Advertisement

Diageo Makes Bid for Chalone That Tops Rothschild’s

Share
Times Staff Writer

The British owner of Smirnoff vodka and Guinness beer has jumped into the competition for Chalone Wine Group Ltd., a person familiar with the proposal said.

Diageo, which also owns Beaulieu Vineyard and Sterling Vineyards in Napa Valley, bid $13.75 a share, or about $186 million. That tops by nearly 18% the offer from Domaines Barons de Rothschild of France, Constellation Brands Inc., the world’s largest wine company, and the Huneeus family, owner of the Quintessa winery.

Napa, Calif.-based Chalone confirmed Monday that it had received the higher bid, though it identified the new suitor only as “a company with significant wine operations.”

Advertisement

A Diageo spokesman declined to comment, citing a company policy against discussing potential mergers and acquisitions.

Chalone agreed in early November to be acquired by the Rothschild-Constellation-Huneeus venture for $11.75 a share in a transaction valued at $158 million. But a clause in that contract allows Chalone to accept a bigger offer if the Rothschild group fails to match it.

Rothschild and its partners have until 11:59 p.m. Friday to do so. If they don’t, Rothschild -- Chalone’s largest shareholder, with a 49% stake -- must vote its stock in favor of the Diageo deal. A person familiar with Constellation’s strategy said the Fairport N.Y.-based company, the Rothschild venture’s main financial backer, wouldn’t put any more money on the table.

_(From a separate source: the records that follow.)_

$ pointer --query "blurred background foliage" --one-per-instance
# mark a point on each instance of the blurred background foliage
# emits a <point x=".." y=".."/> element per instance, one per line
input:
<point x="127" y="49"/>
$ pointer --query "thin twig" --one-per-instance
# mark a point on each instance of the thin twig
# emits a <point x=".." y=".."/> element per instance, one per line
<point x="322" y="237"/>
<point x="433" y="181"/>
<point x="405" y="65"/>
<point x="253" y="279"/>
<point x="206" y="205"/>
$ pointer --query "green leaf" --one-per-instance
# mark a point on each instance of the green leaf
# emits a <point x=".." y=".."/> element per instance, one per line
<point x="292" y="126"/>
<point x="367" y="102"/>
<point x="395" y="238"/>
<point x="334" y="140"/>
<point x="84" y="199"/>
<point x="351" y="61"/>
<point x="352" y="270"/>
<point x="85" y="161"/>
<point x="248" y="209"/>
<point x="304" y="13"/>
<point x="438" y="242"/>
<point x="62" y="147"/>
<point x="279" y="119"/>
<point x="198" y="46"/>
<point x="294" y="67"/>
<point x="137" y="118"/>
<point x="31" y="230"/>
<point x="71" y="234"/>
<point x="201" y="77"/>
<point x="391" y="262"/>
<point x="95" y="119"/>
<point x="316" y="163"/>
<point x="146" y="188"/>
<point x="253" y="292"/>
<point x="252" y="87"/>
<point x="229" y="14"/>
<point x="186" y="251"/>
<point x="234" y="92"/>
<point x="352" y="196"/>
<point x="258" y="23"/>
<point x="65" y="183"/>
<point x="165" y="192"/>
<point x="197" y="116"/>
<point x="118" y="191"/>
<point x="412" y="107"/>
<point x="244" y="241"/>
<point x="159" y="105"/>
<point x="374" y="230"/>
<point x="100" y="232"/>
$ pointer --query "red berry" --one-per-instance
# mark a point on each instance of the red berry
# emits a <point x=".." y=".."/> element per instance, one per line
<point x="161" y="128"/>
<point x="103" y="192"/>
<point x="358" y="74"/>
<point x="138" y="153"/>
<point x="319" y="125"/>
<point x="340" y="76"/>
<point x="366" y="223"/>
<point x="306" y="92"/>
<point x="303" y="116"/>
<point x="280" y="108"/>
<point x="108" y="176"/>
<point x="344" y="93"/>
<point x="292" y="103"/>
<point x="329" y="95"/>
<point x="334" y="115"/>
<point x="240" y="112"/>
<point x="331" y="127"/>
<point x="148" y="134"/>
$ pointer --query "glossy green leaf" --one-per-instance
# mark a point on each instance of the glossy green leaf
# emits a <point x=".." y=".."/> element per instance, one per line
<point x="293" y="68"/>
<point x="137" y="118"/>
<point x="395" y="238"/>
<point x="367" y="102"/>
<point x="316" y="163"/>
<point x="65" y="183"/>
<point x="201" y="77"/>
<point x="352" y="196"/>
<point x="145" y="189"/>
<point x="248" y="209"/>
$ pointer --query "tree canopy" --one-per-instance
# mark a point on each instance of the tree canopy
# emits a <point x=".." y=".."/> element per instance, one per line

A Diageo bid for Chalone should come as no surprise, analysts said, considering that Constellation agreed last month to buy Robert Mondavi Corp. for $1.03 billion. The analysts said that with Mondavi in its portfolio, Constellation, which is moving into the high end of the wine business, might not be looking at Chalone as an essential purchase.

Although not as famous as Mondavi, Chalone owns a number of well-regarded luxury wine brands, including Chalone, Acacia and Provenance.

Adding Chalone’s brands to Diageo’s portfolio would give the British company clout to compete with Constellation in the upscale wine business, said Robert Nicholson, an investment banker with International Wine Associates in Healdsburg, Calif.

Advertisement

Based in London, Diageo earned about $1.4 billion on $8.9 billion in sales last year.

Chalone earned $1.4 million on revenue of $67.4 million. It would be just a tiny part of Diageo’s international beverage business.

Nicholson said a Diageo buyout would be a friendly one for Chalone’s senior management, including Chief Executive Thomas Selfridge, who previously served as both the president and winemaker at Beaulieu Vineyard.

With Chalone, Rothschild would create a luxury wine company in its venture with Constellation and the Huneeus family, selling the Chalone brands, Quintessa wines and a high-end Napa Cabernet Sauvignon under the Rothschild label. Constellation would own 38% of the business; the Huneeus family, 33%; and Rothschild, 29%. Agustin F. Huneeus Jr. would be named CEO.

Huneeus said he was still interested in the Chalone deal. “We have been at this for almost a year,” he said. “I don’t think we are going to go away.”

He added that Rothschild’s ownership of almost half of Chalone’s shares provided the partners an advantage over other bidders by reducing the amount of cash they must come up with to match competing offers.

Both offers say shareholders would be allowed to hold onto unique rights allowing them to purchase Chalone wine at a discount. And both include the assumption of $65 million in Chalone debt.

Advertisement

Regardless of who lands Chalone, shareholders are set to collect a large premium. The $13.75 price represents a 60% gain over where the stock traded May 14, just before the Rothschild group’s original bid of $9.25 became public.

Chalone shares continued to rise Monday, gaining $2.06 to $13.85 on Nasdaq, reflecting the anticipation by some investors of another round of bidding. Diageo shares rose 92 cents to $57.48 on the New York Stock Exchange.